Challenge Description

🔰 Find the unique repeat customers in a year. A repeat customer is that unique customer who does shopping in the same store more than once in the same calendar year. Ex. For year 2021, customer D shops more than once in store 3 and customer O shops more than once in store 1. Hence, there are 2 repeat customers for year 2021. For year 2024, O shops more than once in stores 1 and 2. Hence, count is 1 as it is the same customer who shopped in two different stores more than once. The problem asks for unique customer count.

🔗 Link to Excel file: 👉https://lnkd.in/dKPJcTqv

Solutions

library(tidyverse)
library(readxl)
library(lubridate)

path = "Excel/636 Repeat Customers in a Year.xlsx"
input = read_excel(path, range = "A2:C90")
test  = read_excel(path, range = "E2:G7")

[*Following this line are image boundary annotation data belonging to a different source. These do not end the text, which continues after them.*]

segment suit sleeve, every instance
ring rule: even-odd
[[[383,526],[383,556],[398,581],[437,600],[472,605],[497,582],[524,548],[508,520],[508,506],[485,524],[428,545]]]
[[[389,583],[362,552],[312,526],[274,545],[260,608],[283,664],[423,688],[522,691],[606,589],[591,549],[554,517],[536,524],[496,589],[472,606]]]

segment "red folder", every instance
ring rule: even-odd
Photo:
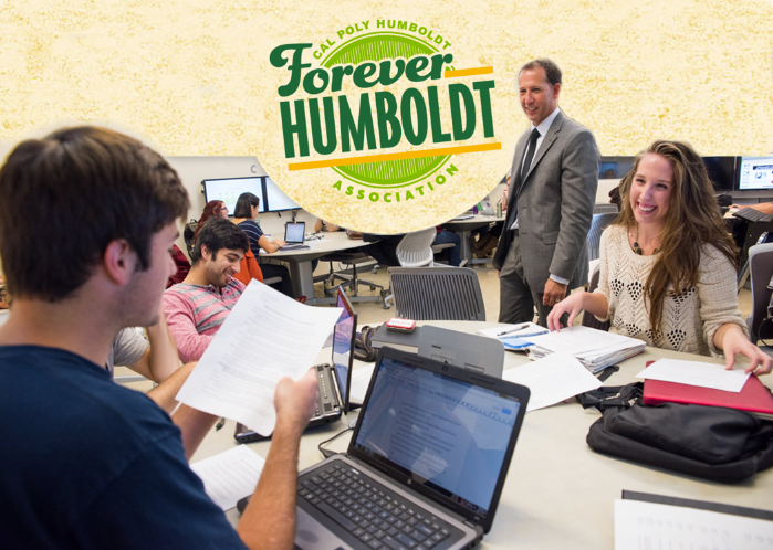
[[[773,395],[760,382],[756,374],[749,377],[739,393],[660,380],[645,380],[644,403],[659,405],[666,402],[728,406],[745,411],[761,419],[773,420]]]

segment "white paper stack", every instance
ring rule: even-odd
[[[641,353],[646,343],[636,338],[596,330],[589,327],[571,327],[529,338],[530,359],[551,353],[568,353],[576,357],[591,372],[598,372],[610,364]]]

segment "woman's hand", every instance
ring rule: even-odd
[[[751,361],[744,372],[753,372],[755,374],[767,374],[771,372],[771,369],[773,369],[773,358],[754,346],[749,338],[746,338],[746,335],[743,334],[741,327],[734,322],[727,322],[722,325],[717,332],[719,335],[715,336],[720,336],[721,348],[725,357],[724,364],[728,370],[733,368],[735,355],[741,353],[742,356],[746,356]],[[717,338],[714,338],[714,343],[717,343],[715,340]],[[720,346],[717,347],[719,348]]]
[[[570,318],[566,321],[566,326],[571,327],[574,324],[574,318],[584,308],[584,297],[586,293],[574,293],[568,297],[557,302],[551,313],[547,315],[547,330],[561,331],[563,325],[561,324],[561,316],[568,314]]]

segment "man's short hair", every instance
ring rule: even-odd
[[[210,218],[201,225],[201,231],[199,231],[196,237],[194,253],[190,257],[194,265],[201,260],[202,244],[212,253],[212,260],[217,257],[218,251],[221,248],[242,251],[243,253],[250,250],[250,241],[247,239],[247,233],[237,224],[222,218]]]
[[[142,269],[155,233],[185,219],[177,172],[140,141],[106,128],[65,128],[19,144],[0,169],[0,257],[14,298],[58,302],[125,239]]]
[[[558,68],[558,65],[545,57],[530,61],[521,67],[521,71],[518,72],[518,75],[521,76],[521,73],[523,73],[524,71],[531,71],[536,67],[542,67],[545,70],[545,78],[547,80],[547,84],[550,84],[551,87],[553,87],[556,84],[561,84],[561,68]]]

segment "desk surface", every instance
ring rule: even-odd
[[[431,325],[467,332],[495,326],[474,321],[432,321]],[[662,357],[697,359],[687,353],[647,348],[643,355],[620,363],[620,371],[606,383],[633,382],[647,361]],[[527,361],[522,353],[506,352],[504,369]],[[763,377],[763,381],[769,387],[773,383],[771,377]],[[346,421],[306,433],[301,441],[300,467],[321,462],[317,444],[344,430],[354,417],[356,412],[349,413]],[[526,414],[493,527],[478,548],[613,549],[613,508],[623,489],[773,510],[773,469],[743,484],[722,485],[610,458],[596,454],[585,442],[588,427],[598,417],[597,411],[583,410],[577,403],[562,403]],[[212,431],[194,462],[236,445],[233,426],[233,422],[228,422],[220,432]],[[344,451],[348,437],[341,440],[332,448]],[[268,442],[249,446],[262,456],[269,451]],[[227,516],[236,525],[236,509]]]

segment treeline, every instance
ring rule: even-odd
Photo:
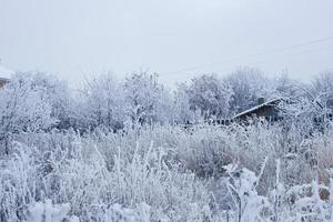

repeat_customers = input %>%
  mutate(Year = year(Date)) %>%                                # Extract year from Date
  summarise(n = n(), .by = c(Year, Customer, Store)) %>%       # Count occurrences per Year, Customer, and Store
  filter(n > 1) %>%                                            # Keep only those with more than one occurrence
  summarise(
    Count = n_distinct(Customer),                             # Count unique customers
    Customers = paste0(unique(sort(Customer)), collapse = ", "), # Concatenate customer names
    .by = c(Year)                                             # Group by Year
  )

all.equal(repeat_customers, test)
#> [1] TRUE

Logic:
- Extract the year from the Date column using lubridate::year.
- Group by Year, Customer, and Store and count transactions.
- Filter groups where the count exceeds one to identify repeat customers.
- Aggregate the results by year, counting unique customers and concatenating their names.
Strengths:
- Compact and Readable: Makes excellent use of tidyverse for grouping and summarizing.
- Dynamic Grouping: Handles year, customer, and store grouping effectively.
Areas for Improvement:
- None; the code is robust and handles edge cases well.
Gem:
- The use of paste0(unique(sort(Customer)), collapse = ", ") ensures a clean and sorted list of customer names.

import pandas as pd

path = "636 Repeat Customers in a Year.xlsx"
input = pd.read_excel(path, usecols="A:C", skiprows=1, nrows=88)
test = pd.read_excel(path, usecols="E:G", skiprows=1, nrows=5)

# Extract the year from the Date column
input['Year'] = pd.DatetimeIndex(input['Date']).year

# Group by Year, Customer, and Store and count occurrences
repeat_customers = (input.groupby(['Year', 'Customer', 'Store'])
                    .size()
                    .reset_index(name='n')   # Add a column 'n' for the counts
                    .query('n > 1')          # Filter rows where count > 1
                    .groupby('Year')         # Group by Year
                    .agg(
                        Count=('Customer', 'nunique'),  # Count unique customers
                        Customers=('Customer', lambda x: ', '.join(sorted(x.unique())))  # Concatenate customer names
                    )
                    .reset_index())

print(all(test == repeat_customers))  # True

Logic:
- Extract the year using pd.DatetimeIndex.
- Group by Year, Customer, and Store, and count transactions.
- Filter groups with more than one occurrence to identify repeat customers.
- Aggregate by year to count unique customers and concatenate their names.

Strengths:
- Efficient Grouping: Uses groupby and size to efficiently count occurrences.
- Dynamic Aggregation: The lambda function handles dynamic concatenation of sorted customer names.
Areas for Improvement:
- None; the solution is efficient and scalable.
Gem:
- The lambda function in .agg is versatile and allows for clean customization of the output.

Difficulty Level

This task is moderate:

Requires grouping and aggregation across multiple dimensions.
Involves filtering and transforming data dynamically based on conditions.